Using the above product $a \times a \times a \times ... \times a$ is $n$ times in the above equation, we get
$\Rightarrow P = {a^n}\left( {r \times {r^2} \times ... \times {r^{n - 1}}} \right)$
Using the power rule, ${a^b}{a^c} = {a^{b + c}}$ in the above equation, we get
$\Rightarrow P = {a^n}{r^{1 + 2 + ... + \left( {n - 1} \right)}}$
Using the formula $1 + 2 + 3 + ... + \left( {n - 1} \right) = \dfrac{{\left( {n - 1} \right)n}}{2}$ in the above equation, we get
$\Rightarrow P = {a^n}{r^{\dfrac{{n\left( {n - 1} \right)}}{2}}}$
We need to prove ${P^2}={\left( {ab} \right)^n}$.
Taking the left-hand side in the above equation using the value of $P$, we get

$$\Rightarrow {\left( {{a^n}{r^{\dfrac{{n\left( {n - 1} \right)}}{2}}}} \right)^2} \\\ \Rightarrow {a^{n \times 2}}{r^{\dfrac{{n\left( {n - 1} \right)}}{2} \times 2}} \\\ \Rightarrow {a^{2n}}{r^{n\left( {n - 1} \right)}} \\\$$

Rewriting the powers of the above equation by using ${a^{bc}} = {\left( {{a^b}} \right)^c}$, we get

$$\Rightarrow {\left( {{a^2}{r^{\left( {n - 1} \right)}}} \right)^n} \\\ \Rightarrow {\left( {a \times a \times {r^{\left( {n - 1} \right)}}} \right)^n} \\\ \Rightarrow {\left( {a \times \left( {a{r^{\left( {n - 1} \right)}}} \right)} \right)^n} \\\$$

Using equation (1) in the above equation, we get

$$\Rightarrow {\left( {a \times b} \right)^n} \\\ \Rightarrow {\left( {ab} \right)^n} \\\$$

Hence, ${P^2} = {\left( {ab} \right)^n}$.
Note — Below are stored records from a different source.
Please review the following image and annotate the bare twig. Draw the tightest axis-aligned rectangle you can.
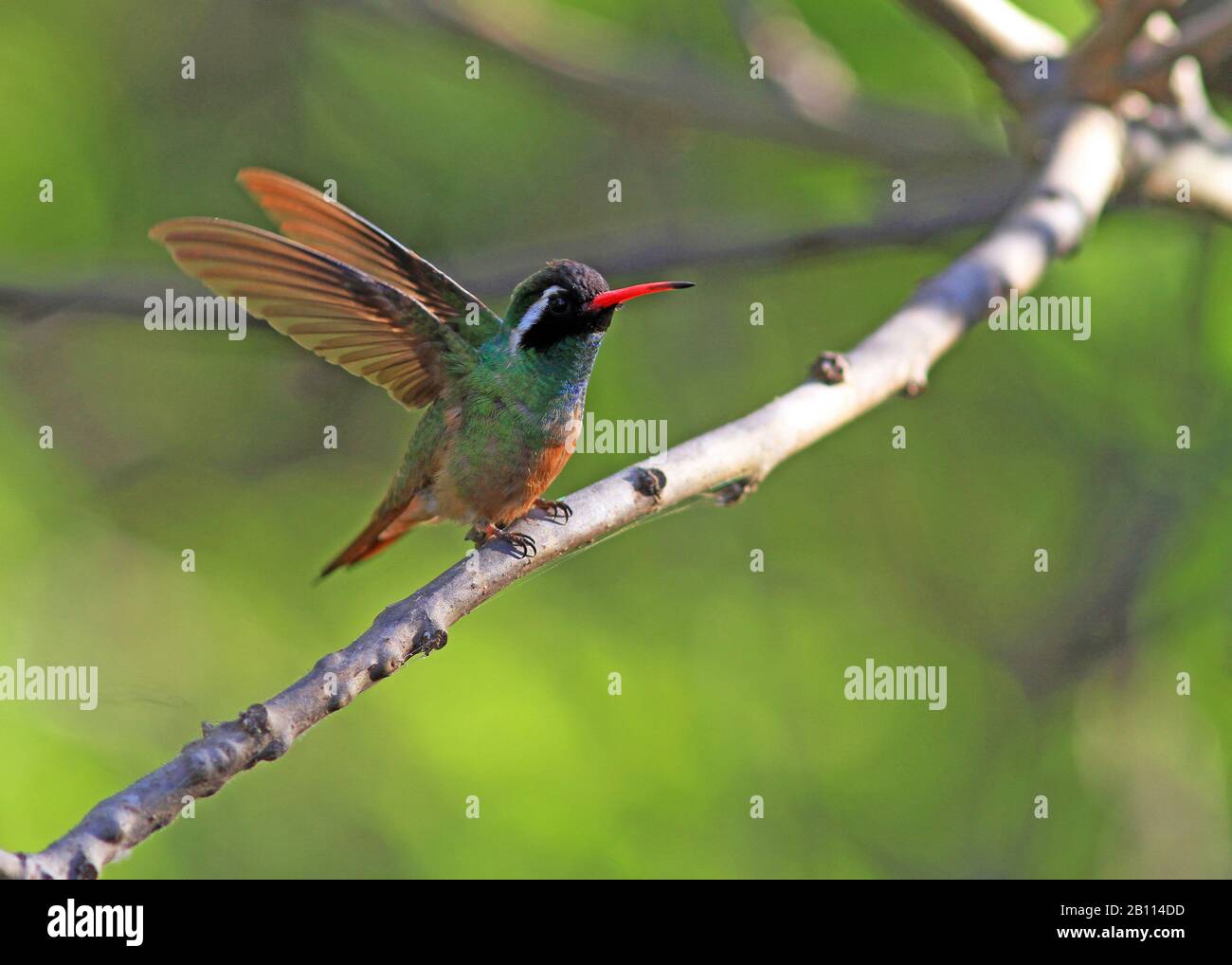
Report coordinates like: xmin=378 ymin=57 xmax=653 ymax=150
xmin=0 ymin=107 xmax=1124 ymax=878
xmin=906 ymin=0 xmax=1066 ymax=65
xmin=401 ymin=0 xmax=1005 ymax=165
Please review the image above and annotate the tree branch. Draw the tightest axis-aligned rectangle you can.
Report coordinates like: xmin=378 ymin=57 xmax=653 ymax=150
xmin=401 ymin=0 xmax=1006 ymax=167
xmin=0 ymin=106 xmax=1125 ymax=879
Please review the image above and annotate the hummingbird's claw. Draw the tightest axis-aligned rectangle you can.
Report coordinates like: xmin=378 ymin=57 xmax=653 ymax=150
xmin=504 ymin=530 xmax=538 ymax=559
xmin=534 ymin=500 xmax=573 ymax=525
xmin=465 ymin=520 xmax=538 ymax=559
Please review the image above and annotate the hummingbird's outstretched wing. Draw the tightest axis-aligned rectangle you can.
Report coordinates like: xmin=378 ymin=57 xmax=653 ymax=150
xmin=235 ymin=168 xmax=502 ymax=345
xmin=151 ymin=218 xmax=476 ymax=408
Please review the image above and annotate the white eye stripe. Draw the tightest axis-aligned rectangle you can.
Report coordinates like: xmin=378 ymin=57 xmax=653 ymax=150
xmin=509 ymin=284 xmax=564 ymax=349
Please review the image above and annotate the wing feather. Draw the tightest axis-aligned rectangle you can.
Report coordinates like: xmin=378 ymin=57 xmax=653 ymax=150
xmin=151 ymin=218 xmax=473 ymax=408
xmin=237 ymin=168 xmax=504 ymax=345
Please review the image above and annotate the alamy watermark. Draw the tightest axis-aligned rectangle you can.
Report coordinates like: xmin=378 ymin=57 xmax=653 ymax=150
xmin=570 ymin=411 xmax=668 ymax=456
xmin=0 ymin=657 xmax=99 ymax=710
xmin=988 ymin=288 xmax=1091 ymax=341
xmin=842 ymin=657 xmax=949 ymax=710
xmin=145 ymin=288 xmax=247 ymax=341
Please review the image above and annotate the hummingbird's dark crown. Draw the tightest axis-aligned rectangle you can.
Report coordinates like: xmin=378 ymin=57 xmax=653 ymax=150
xmin=509 ymin=259 xmax=613 ymax=353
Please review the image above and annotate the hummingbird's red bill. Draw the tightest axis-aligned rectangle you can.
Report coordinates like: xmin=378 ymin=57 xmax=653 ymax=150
xmin=588 ymin=281 xmax=697 ymax=311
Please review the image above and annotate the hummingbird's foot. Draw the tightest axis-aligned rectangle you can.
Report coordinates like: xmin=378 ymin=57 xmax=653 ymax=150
xmin=500 ymin=530 xmax=538 ymax=559
xmin=534 ymin=500 xmax=573 ymax=526
xmin=465 ymin=521 xmax=538 ymax=559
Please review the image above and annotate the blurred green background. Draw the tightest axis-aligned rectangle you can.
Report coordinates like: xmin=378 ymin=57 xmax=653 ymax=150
xmin=0 ymin=0 xmax=1232 ymax=878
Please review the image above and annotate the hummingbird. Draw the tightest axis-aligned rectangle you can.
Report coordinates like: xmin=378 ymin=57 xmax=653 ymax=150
xmin=149 ymin=168 xmax=693 ymax=578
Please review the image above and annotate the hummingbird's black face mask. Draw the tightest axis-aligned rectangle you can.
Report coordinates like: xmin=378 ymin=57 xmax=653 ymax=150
xmin=509 ymin=260 xmax=616 ymax=353
xmin=509 ymin=260 xmax=693 ymax=353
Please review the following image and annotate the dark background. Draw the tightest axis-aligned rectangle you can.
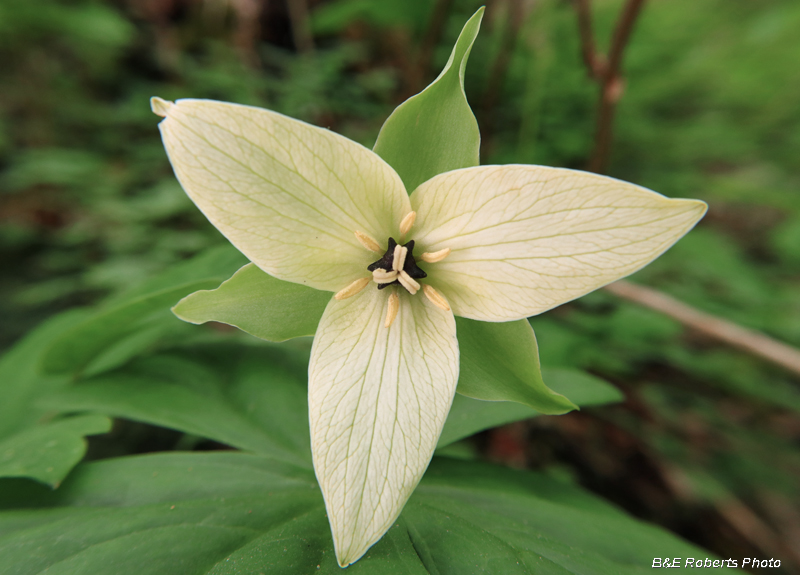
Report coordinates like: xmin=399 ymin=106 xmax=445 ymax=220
xmin=0 ymin=0 xmax=800 ymax=573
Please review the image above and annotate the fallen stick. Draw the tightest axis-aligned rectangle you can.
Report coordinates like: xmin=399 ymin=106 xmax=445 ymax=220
xmin=605 ymin=280 xmax=800 ymax=375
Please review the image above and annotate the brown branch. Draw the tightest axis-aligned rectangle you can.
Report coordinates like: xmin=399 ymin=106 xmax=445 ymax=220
xmin=605 ymin=0 xmax=644 ymax=84
xmin=605 ymin=280 xmax=800 ymax=375
xmin=575 ymin=0 xmax=606 ymax=81
xmin=481 ymin=0 xmax=530 ymax=156
xmin=575 ymin=0 xmax=644 ymax=174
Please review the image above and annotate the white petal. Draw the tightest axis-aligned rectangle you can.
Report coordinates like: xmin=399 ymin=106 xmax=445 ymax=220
xmin=154 ymin=100 xmax=411 ymax=291
xmin=411 ymin=165 xmax=706 ymax=321
xmin=308 ymin=288 xmax=458 ymax=566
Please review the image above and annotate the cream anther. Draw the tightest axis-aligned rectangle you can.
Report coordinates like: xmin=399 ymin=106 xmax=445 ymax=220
xmin=397 ymin=271 xmax=419 ymax=295
xmin=419 ymin=248 xmax=452 ymax=264
xmin=354 ymin=231 xmax=383 ymax=253
xmin=422 ymin=284 xmax=450 ymax=311
xmin=400 ymin=212 xmax=417 ymax=236
xmin=333 ymin=278 xmax=369 ymax=300
xmin=383 ymin=292 xmax=400 ymax=327
xmin=372 ymin=268 xmax=397 ymax=284
xmin=392 ymin=245 xmax=408 ymax=272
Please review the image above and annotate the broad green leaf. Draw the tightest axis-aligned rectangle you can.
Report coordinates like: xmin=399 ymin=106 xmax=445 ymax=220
xmin=172 ymin=264 xmax=331 ymax=341
xmin=42 ymin=246 xmax=246 ymax=373
xmin=456 ymin=317 xmax=577 ymax=414
xmin=0 ymin=415 xmax=111 ymax=488
xmin=0 ymin=453 xmax=709 ymax=575
xmin=40 ymin=346 xmax=310 ymax=465
xmin=373 ymin=8 xmax=483 ymax=194
xmin=437 ymin=368 xmax=623 ymax=448
xmin=0 ymin=310 xmax=86 ymax=439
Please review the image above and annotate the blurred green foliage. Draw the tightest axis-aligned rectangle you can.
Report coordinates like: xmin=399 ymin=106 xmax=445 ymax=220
xmin=0 ymin=0 xmax=800 ymax=564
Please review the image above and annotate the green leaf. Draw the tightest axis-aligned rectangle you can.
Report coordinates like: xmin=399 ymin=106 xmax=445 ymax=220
xmin=0 ymin=453 xmax=709 ymax=575
xmin=0 ymin=415 xmax=111 ymax=488
xmin=40 ymin=345 xmax=311 ymax=465
xmin=456 ymin=317 xmax=578 ymax=414
xmin=0 ymin=310 xmax=86 ymax=438
xmin=437 ymin=368 xmax=623 ymax=448
xmin=42 ymin=246 xmax=246 ymax=374
xmin=373 ymin=8 xmax=483 ymax=194
xmin=172 ymin=264 xmax=331 ymax=341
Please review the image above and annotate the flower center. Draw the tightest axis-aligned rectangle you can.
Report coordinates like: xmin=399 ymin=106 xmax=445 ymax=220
xmin=367 ymin=238 xmax=428 ymax=294
xmin=333 ymin=222 xmax=450 ymax=328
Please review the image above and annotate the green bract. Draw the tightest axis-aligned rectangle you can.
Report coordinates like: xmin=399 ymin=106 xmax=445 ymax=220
xmin=147 ymin=7 xmax=706 ymax=566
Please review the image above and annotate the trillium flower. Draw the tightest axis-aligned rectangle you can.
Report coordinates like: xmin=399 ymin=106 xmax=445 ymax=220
xmin=152 ymin=94 xmax=706 ymax=566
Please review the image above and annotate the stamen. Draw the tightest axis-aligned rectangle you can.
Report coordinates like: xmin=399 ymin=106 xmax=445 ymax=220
xmin=372 ymin=268 xmax=397 ymax=284
xmin=333 ymin=278 xmax=369 ymax=300
xmin=397 ymin=271 xmax=419 ymax=295
xmin=354 ymin=231 xmax=383 ymax=253
xmin=392 ymin=245 xmax=408 ymax=272
xmin=419 ymin=248 xmax=452 ymax=264
xmin=383 ymin=292 xmax=400 ymax=327
xmin=400 ymin=212 xmax=417 ymax=236
xmin=422 ymin=284 xmax=450 ymax=311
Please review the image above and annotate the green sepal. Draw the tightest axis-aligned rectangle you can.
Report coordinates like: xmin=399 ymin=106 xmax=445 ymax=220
xmin=456 ymin=317 xmax=578 ymax=415
xmin=373 ymin=8 xmax=484 ymax=194
xmin=436 ymin=368 xmax=624 ymax=448
xmin=0 ymin=415 xmax=111 ymax=489
xmin=172 ymin=264 xmax=331 ymax=342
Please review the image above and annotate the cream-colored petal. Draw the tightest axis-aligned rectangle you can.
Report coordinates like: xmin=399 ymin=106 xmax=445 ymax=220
xmin=154 ymin=100 xmax=411 ymax=292
xmin=411 ymin=165 xmax=706 ymax=321
xmin=308 ymin=287 xmax=459 ymax=566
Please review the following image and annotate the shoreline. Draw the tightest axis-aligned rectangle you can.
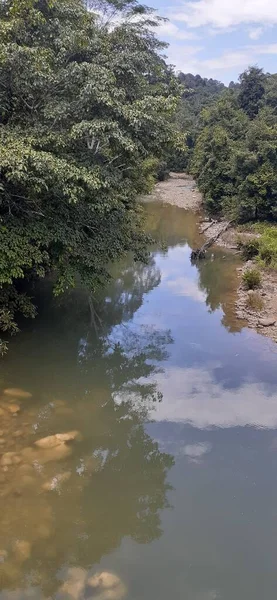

Note: While solving this question, be careful when we are not finding the sum of the geometric series using the formula of first $n$ terms of a geometric progression, $S = \dfrac{{a\left( {{r^n} - 1} \right)}}{{r - 1}}$. This is key point of the question, some students try to solve this equation directly and end up with a long solution, which is time consuming and mostly lead to wrong answer. Since we know $1 + 2 + 3 + ... + n = \dfrac{{n\left( {n + 1} \right)}}{2}$ and taking $n = n - 1$ in this formula, we get

$$\Rightarrow 1 + 2 + 3 + ... + \left( {n - 1} \right) = \dfrac{{\left( {n - 1} \right)\left( {n - 1 + 1} \right)}}{2} \\\ \Rightarrow 1 + 2 + 3 + ... + \left( {n - 1} \right) = \dfrac{{n\left( {n - 1} \right)}}{2} \\\$$

We will use this value in the problem.